Colombo: Two days after invading Sri Lankan President Gotabaya Rajapaksa's residence, camping, unwinding in his mansion, protesting youth today cleaned up the area and took out bags full of trash.

The images shared by news agency ANI show garbage bags filled with waste including plastic water bottles, cans. On the heap of garbage bags, there was also a placard placed that reads, "GOTA-RANIL GO".

"We feel responsible to clean because it's a public area. We believe our generation should change the system. We have given a message to President Rajapaksa and should be calm now," news agency ANI quoted a protester as saying.

The anti-government protesters broke into embattled Sri Lankan President Rajapaksa's official residence on Saturday and even claimed to have recovered millions of rupees inside his mansion.

Thousands of agitators gathered in Colombo demanding Rajapaksa' resignation after months of protests.
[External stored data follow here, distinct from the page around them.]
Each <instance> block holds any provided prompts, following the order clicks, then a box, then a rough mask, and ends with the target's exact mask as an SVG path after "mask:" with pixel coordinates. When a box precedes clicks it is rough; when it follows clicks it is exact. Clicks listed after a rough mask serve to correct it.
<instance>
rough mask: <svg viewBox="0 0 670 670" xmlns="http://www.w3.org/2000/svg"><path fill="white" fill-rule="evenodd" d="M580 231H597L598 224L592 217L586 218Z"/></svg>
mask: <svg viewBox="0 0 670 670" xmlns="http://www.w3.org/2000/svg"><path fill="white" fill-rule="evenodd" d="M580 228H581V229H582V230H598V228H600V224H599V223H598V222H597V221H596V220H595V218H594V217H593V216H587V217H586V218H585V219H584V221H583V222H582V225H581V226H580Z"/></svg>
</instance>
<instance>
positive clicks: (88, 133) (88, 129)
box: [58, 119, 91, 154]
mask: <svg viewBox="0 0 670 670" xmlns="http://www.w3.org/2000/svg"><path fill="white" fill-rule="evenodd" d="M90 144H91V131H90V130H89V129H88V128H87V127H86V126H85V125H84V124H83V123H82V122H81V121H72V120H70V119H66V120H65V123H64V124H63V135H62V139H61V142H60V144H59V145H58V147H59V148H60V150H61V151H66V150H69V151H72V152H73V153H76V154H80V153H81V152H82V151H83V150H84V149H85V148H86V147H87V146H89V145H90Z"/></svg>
The president has been accused of the economic mismanagement in Sri Lanka, which has caused shortages of food, fuel and medicine for several months now.

Also Read: In economic-crisis hit Sri Lanka, protesters recover millions in cash at President Rajapaksa's mansion

The incumbent Prime Minister Ranil Wickremesinghe has also said he would step down following Saturday's protests, in which his private residence was set ablaze.
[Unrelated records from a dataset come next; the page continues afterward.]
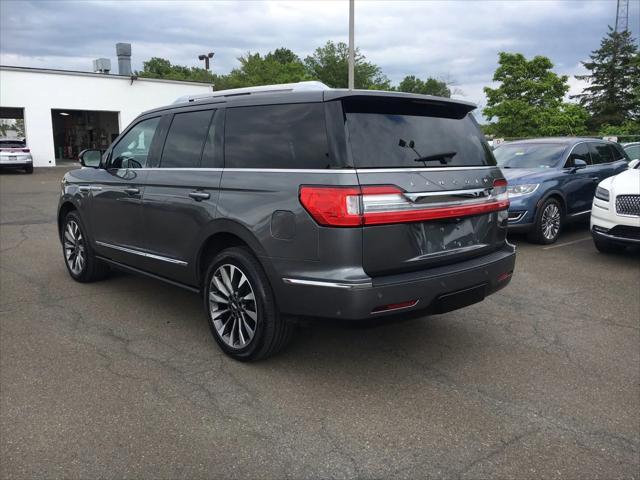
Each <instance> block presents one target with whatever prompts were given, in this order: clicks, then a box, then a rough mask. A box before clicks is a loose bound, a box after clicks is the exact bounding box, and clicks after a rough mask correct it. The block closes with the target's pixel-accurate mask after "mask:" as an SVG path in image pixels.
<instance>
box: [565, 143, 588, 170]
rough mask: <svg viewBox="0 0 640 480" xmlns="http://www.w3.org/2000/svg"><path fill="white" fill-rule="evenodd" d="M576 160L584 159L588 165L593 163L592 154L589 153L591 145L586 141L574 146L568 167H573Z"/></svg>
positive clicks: (571, 152) (568, 161)
mask: <svg viewBox="0 0 640 480" xmlns="http://www.w3.org/2000/svg"><path fill="white" fill-rule="evenodd" d="M575 160H583V161H584V162H586V163H587V165H591V156H590V155H589V145H587V144H586V143H579V144H578V145H576V146H575V147H573V151H572V152H571V154H570V155H569V158H568V159H567V163H566V165H565V166H566V167H573V166H574V165H575Z"/></svg>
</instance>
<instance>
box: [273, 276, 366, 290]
mask: <svg viewBox="0 0 640 480" xmlns="http://www.w3.org/2000/svg"><path fill="white" fill-rule="evenodd" d="M282 281H283V282H284V283H287V284H289V285H305V286H313V287H329V288H347V289H351V290H359V289H362V288H371V287H373V284H372V283H371V282H370V281H369V282H360V283H340V282H325V281H321V280H304V279H301V278H283V279H282Z"/></svg>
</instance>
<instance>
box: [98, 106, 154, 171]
mask: <svg viewBox="0 0 640 480" xmlns="http://www.w3.org/2000/svg"><path fill="white" fill-rule="evenodd" d="M159 122H160V117H156V118H150V119H148V120H143V121H142V122H140V123H138V124H136V125H135V126H134V127H133V128H131V130H129V131H128V132H127V133H126V134H125V136H124V137H122V139H121V140H120V141H119V142H118V143H117V144H116V146H115V147H113V150H112V151H111V159H110V161H109V165H108V166H107V168H142V167H144V166H145V165H146V164H147V157H148V156H149V149H150V148H151V142H153V137H154V136H155V134H156V130H157V129H158V123H159Z"/></svg>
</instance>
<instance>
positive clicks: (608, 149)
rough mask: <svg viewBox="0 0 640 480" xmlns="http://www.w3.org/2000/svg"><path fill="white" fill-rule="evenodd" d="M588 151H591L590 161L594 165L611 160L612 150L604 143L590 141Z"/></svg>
mask: <svg viewBox="0 0 640 480" xmlns="http://www.w3.org/2000/svg"><path fill="white" fill-rule="evenodd" d="M589 151H590V152H591V161H592V162H593V164H594V165H597V164H599V163H609V162H613V157H612V155H611V153H612V152H611V150H610V149H609V145H607V144H606V143H590V144H589Z"/></svg>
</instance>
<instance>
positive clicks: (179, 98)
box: [173, 80, 331, 104]
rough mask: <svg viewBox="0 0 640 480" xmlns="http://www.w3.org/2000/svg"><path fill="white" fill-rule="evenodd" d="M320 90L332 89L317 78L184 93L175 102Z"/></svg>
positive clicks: (183, 101) (329, 89) (173, 102)
mask: <svg viewBox="0 0 640 480" xmlns="http://www.w3.org/2000/svg"><path fill="white" fill-rule="evenodd" d="M319 90H331V88H329V87H328V86H327V85H325V84H324V83H322V82H318V81H315V80H312V81H309V82H297V83H281V84H279V85H261V86H258V87H243V88H231V89H229V90H218V91H217V92H212V93H199V94H196V95H183V96H182V97H179V98H177V99H176V101H175V102H173V103H174V104H175V103H187V102H195V101H198V100H203V99H206V98H216V97H234V96H238V95H256V94H264V93H283V92H311V91H319Z"/></svg>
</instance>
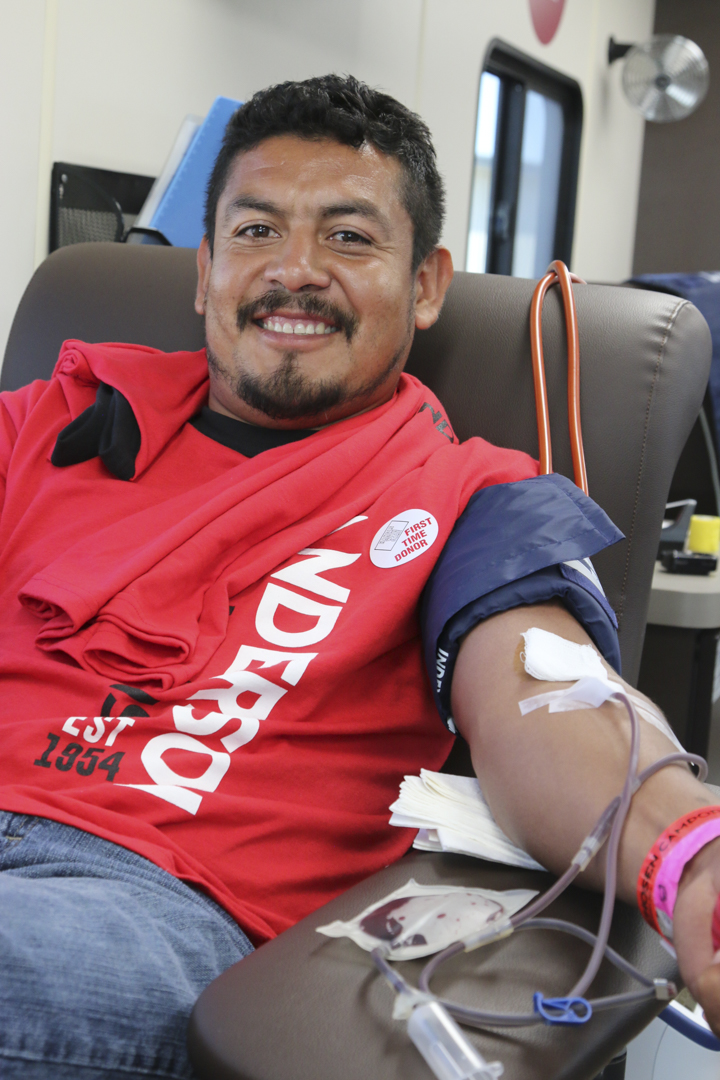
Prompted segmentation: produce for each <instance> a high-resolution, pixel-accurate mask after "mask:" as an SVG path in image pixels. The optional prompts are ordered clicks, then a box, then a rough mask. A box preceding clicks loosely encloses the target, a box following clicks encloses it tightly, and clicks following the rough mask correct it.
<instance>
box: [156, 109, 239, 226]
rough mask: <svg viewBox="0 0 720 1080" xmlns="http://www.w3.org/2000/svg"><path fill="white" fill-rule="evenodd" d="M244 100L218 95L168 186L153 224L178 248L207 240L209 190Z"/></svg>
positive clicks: (179, 164)
mask: <svg viewBox="0 0 720 1080" xmlns="http://www.w3.org/2000/svg"><path fill="white" fill-rule="evenodd" d="M241 104H242V103H241V102H235V100H233V99H232V98H230V97H216V98H215V100H214V102H213V105H212V107H210V110H209V112H208V113H207V116H206V117H205V120H204V121H203V123H202V126H201V127H200V130H199V131H198V134H196V135H195V137H194V138H193V140H192V143H191V144H190V147H189V148H188V152H187V153H186V156H185V158H184V159H182V161H181V162H180V164H179V166H178V168H177V172H176V173H175V176H174V177H173V179H172V180H171V183H169V184H168V186H167V190H166V191H165V194H164V195H163V198H162V201H161V203H160V205H159V206H158V210H157V211H155V213H154V214H153V215H152V220H151V221H150V226H151V227H152V228H153V229H160V231H161V232H162V233H163V235H164V237H166V238H167V240H168V241H169V242H171V244H173V245H174V246H175V247H198V245H199V244H200V241H201V240H202V239H203V232H204V231H205V230H204V228H203V213H204V210H205V189H206V187H207V181H208V179H209V175H210V173H212V171H213V165H214V164H215V159H216V158H217V156H218V152H219V150H220V146H221V144H222V136H223V134H225V129H226V126H227V123H228V121H229V120H230V117H231V116H232V114H233V112H234V111H235V109H237V108H239V107H240V105H241Z"/></svg>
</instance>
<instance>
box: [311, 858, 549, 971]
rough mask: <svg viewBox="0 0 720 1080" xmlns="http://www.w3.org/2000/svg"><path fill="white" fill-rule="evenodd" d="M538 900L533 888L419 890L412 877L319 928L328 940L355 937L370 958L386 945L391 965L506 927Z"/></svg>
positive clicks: (434, 886) (535, 893) (414, 881)
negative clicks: (342, 919) (336, 937)
mask: <svg viewBox="0 0 720 1080" xmlns="http://www.w3.org/2000/svg"><path fill="white" fill-rule="evenodd" d="M536 895H538V893H536V891H533V890H531V889H511V890H507V891H505V892H495V891H493V890H492V889H470V888H467V889H466V888H464V887H462V886H434V885H433V886H427V885H418V882H417V881H416V880H413V879H412V878H410V880H409V881H407V882H406V883H405V885H404V886H402V887H400V888H399V889H396V890H395V892H391V893H390V895H389V896H385V897H383V900H379V901H377V902H376V903H375V904H371V905H370V907H366V908H365V910H364V912H361V914H359V915H357V916H356V917H355V918H354V919H351V920H350V921H349V922H342V921H341V920H339V919H336V921H335V922H330V923H328V924H327V926H326V927H317V932H318V933H321V934H326V935H327V936H328V937H350V939H351V940H352V941H354V942H355V944H356V945H359V946H361V948H364V949H366V950H367V951H368V953H369V951H370V949H373V948H377V947H378V946H380V947H381V948H383V951H385V955H386V957H388V959H391V960H413V959H415V958H416V957H420V956H432V954H433V953H439V950H440V949H444V948H446V947H447V946H448V945H451V944H452V942H457V941H458V940H459V939H460V937H464V936H465V935H466V934H470V933H473V932H475V931H478V930H481V929H483V928H484V927H486V926H491V924H497V923H498V922H505V921H506V920H508V919H510V917H511V916H512V915H514V914H515V913H516V912H519V910H520V908H521V907H525V905H526V904H528V903H529V902H530V901H531V900H532V897H533V896H536Z"/></svg>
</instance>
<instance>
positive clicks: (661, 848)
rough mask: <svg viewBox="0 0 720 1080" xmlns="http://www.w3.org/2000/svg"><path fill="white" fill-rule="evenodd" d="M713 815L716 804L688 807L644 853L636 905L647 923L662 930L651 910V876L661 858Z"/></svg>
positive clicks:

Huge crowds converged on the official residence of Rajapaksa, chanting slogans and waving the national flag before breaking through the barricades and entering the property. They cooked in the President's kitchen, swam in the swimming pool, workout in his private gym along with enjoying other facilities.

Sri Lanka has been suffering from its worst economic crisis since gaining independence in 1948, which comes on the heels of successive waves of COVID-19, threatening to undo years of development progress and severely undermining the country's ability to achieve the Sustainable Development Goals (SDGs).